"""
Qmix: Monotonic value function factorisation for deep multi-agent reinforcement learning
Paper link:
http://proceedings.mlr.press/v80/rashid18a/rashid18a.pdf
Implementation: TensorFlow 2.X
"""
import numpy as np
from argparse import Namespace
from operator import itemgetter
from xuance.common import List
from xuance.tensorflow import tf, tk, Module
from xuance.tensorflow.learners import LearnerMAS


class QMIX_Learner(LearnerMAS):
    def __init__(self,
                 config: Namespace,
                 model_keys: List[str],
                 agent_keys: List[str],
                 policy: Module):
        super(QMIX_Learner, self).__init__(config, model_keys, agent_keys, policy)
        if ("macOS" in self.os_name) and ("arm" in self.os_name):  # For macOS with Apple's M-series chips.
            self.optimizer = tk.optimizers.legacy.Adam(config.learning_rate)
        else:
            self.optimizer = tk.optimizers.Adam(config.learning_rate)
        self.gamma = config.gamma
        self.sync_frequency = config.sync_frequency
        self.n_actions = {k: self.policy.action_space[k].n for k in self.model_keys}

    def update(self, sample):
        self.iterations += 1
        info = {}

        # prepare training data
        sample_Tensor = self.build_training_data(sample=sample,
                                                 use_parameter_sharing=self.use_parameter_sharing,
                                                 use_actions_mask=self.use_actions_mask,
                                                 use_global_state=True)
        batch_size = sample_Tensor['batch_size']
        state = sample_Tensor['state']
        state_next = sample_Tensor['state_next']
        obs = sample_Tensor['obs']
        actions = sample_Tensor['actions']
        obs_next = sample_Tensor['obs_next']
        rewards = sample_Tensor['rewards']
        terminals = sample_Tensor['terminals']
        agent_mask = sample_Tensor['agent_mask']
        avail_actions = sample_Tensor['avail_actions']
        avail_actions_next = sample_Tensor['avail_actions_next']
        IDs = sample_Tensor['agent_ids']

        if self.use_parameter_sharing:
            key = self.model_keys[0]
            bs = batch_size * self.n_agents
            rewards_tot = rewards[key].mean(axis=1).reshape(batch_size, 1)
            terminals_tot = terminals[key].all(axis=1, keepdims=False).astype(np.float32).reshape(batch_size, 1)
        else:
            bs = batch_size
            rewards_tot = np.stack(itemgetter(*self.agent_keys)(rewards), axis=1).mean(axis=-1, keepdims=True)
            terminals_tot = np.stack(itemgetter(*self.agent_keys)(terminals),
                                     axis=1).all(axis=1, keepdims=True).astype(np.float32)

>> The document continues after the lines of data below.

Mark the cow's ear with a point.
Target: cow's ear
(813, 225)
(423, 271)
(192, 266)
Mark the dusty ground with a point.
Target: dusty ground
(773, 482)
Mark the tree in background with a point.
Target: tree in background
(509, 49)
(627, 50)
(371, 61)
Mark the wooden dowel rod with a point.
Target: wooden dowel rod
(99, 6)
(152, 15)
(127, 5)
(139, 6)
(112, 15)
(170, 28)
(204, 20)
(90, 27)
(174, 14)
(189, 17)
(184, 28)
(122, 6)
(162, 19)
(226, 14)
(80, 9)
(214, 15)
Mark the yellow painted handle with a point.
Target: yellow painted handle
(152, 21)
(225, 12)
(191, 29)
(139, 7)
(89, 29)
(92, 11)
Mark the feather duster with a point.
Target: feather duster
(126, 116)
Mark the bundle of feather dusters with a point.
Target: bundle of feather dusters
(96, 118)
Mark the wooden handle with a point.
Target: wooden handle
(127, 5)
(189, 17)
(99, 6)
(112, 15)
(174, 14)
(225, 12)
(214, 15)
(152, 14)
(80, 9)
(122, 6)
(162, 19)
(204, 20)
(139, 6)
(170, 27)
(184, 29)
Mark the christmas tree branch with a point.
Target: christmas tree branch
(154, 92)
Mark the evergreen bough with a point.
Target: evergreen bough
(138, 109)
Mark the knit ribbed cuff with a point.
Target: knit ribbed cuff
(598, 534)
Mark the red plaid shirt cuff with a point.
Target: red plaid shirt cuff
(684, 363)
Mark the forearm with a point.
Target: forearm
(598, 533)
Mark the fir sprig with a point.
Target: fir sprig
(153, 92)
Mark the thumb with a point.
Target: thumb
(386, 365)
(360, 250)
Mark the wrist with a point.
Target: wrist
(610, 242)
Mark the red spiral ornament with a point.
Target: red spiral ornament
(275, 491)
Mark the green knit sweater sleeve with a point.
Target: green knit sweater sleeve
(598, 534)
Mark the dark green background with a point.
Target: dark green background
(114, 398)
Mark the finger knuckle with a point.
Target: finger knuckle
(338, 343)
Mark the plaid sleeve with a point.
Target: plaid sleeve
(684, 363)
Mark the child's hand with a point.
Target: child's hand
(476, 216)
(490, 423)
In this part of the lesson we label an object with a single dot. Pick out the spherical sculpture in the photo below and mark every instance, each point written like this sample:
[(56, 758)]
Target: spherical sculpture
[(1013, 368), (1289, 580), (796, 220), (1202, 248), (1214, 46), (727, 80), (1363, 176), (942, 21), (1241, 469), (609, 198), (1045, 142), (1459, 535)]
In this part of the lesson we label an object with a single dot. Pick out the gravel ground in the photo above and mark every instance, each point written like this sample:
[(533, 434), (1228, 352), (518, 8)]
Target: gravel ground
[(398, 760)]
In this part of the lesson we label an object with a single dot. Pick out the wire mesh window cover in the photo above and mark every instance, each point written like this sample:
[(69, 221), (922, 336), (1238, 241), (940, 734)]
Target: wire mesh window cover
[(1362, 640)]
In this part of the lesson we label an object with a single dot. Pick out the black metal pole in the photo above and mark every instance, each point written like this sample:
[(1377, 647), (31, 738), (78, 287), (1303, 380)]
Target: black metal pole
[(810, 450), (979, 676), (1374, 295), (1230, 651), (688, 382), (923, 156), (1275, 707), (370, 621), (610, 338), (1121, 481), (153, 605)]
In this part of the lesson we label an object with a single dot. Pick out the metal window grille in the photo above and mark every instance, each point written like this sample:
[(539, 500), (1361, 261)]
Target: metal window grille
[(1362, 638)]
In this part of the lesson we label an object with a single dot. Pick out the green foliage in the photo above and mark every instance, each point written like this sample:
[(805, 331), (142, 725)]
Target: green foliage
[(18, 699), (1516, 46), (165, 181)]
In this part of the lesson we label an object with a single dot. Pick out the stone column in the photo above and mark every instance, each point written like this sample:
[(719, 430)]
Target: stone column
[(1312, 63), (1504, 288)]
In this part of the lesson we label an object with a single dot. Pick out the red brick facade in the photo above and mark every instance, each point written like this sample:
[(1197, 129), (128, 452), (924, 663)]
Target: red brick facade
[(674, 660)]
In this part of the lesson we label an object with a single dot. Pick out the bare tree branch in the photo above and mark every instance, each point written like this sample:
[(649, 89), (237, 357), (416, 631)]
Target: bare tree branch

        with tf.GradientTape() as tape:
            _, _, q_eval = self.policy(observation=obs, agent_ids=IDs, avail_actions=avail_actions)
            _, q_next = self.policy.Qtarget(observation=obs_next, agent_ids=IDs)

            q_eval_a, q_next_a = {}, {}
            for key in self.model_keys:
                q_eval_a[key] = tf.reshape(tf.gather(q_eval[key], tf.cast(actions[key][:, None], dtype=tf.int32),
                                                     axis=-1, batch_dims=-1), [bs])
                if self.use_actions_mask:
                    q_next[key][avail_actions_next[key] == 0] = -9999999

                if self.config.double_q:
                    _, act_next, _ = self.policy(observation=obs_next, agent_ids=IDs,
                                                 avail_actions=avail_actions, agent_key=key)
                    q_next_a[key] = tf.reshape(tf.gather(q_next[key], act_next[key][:, None],
                                                         axis=-1, batch_dims=-1), [bs])
                else:
                    q_next_a[key] = q_next[key].max(dim=-1, keepdim=True).values.reshape(bs)

                q_eval_a[key] *= agent_mask[key]
                q_next_a[key] *= agent_mask[key]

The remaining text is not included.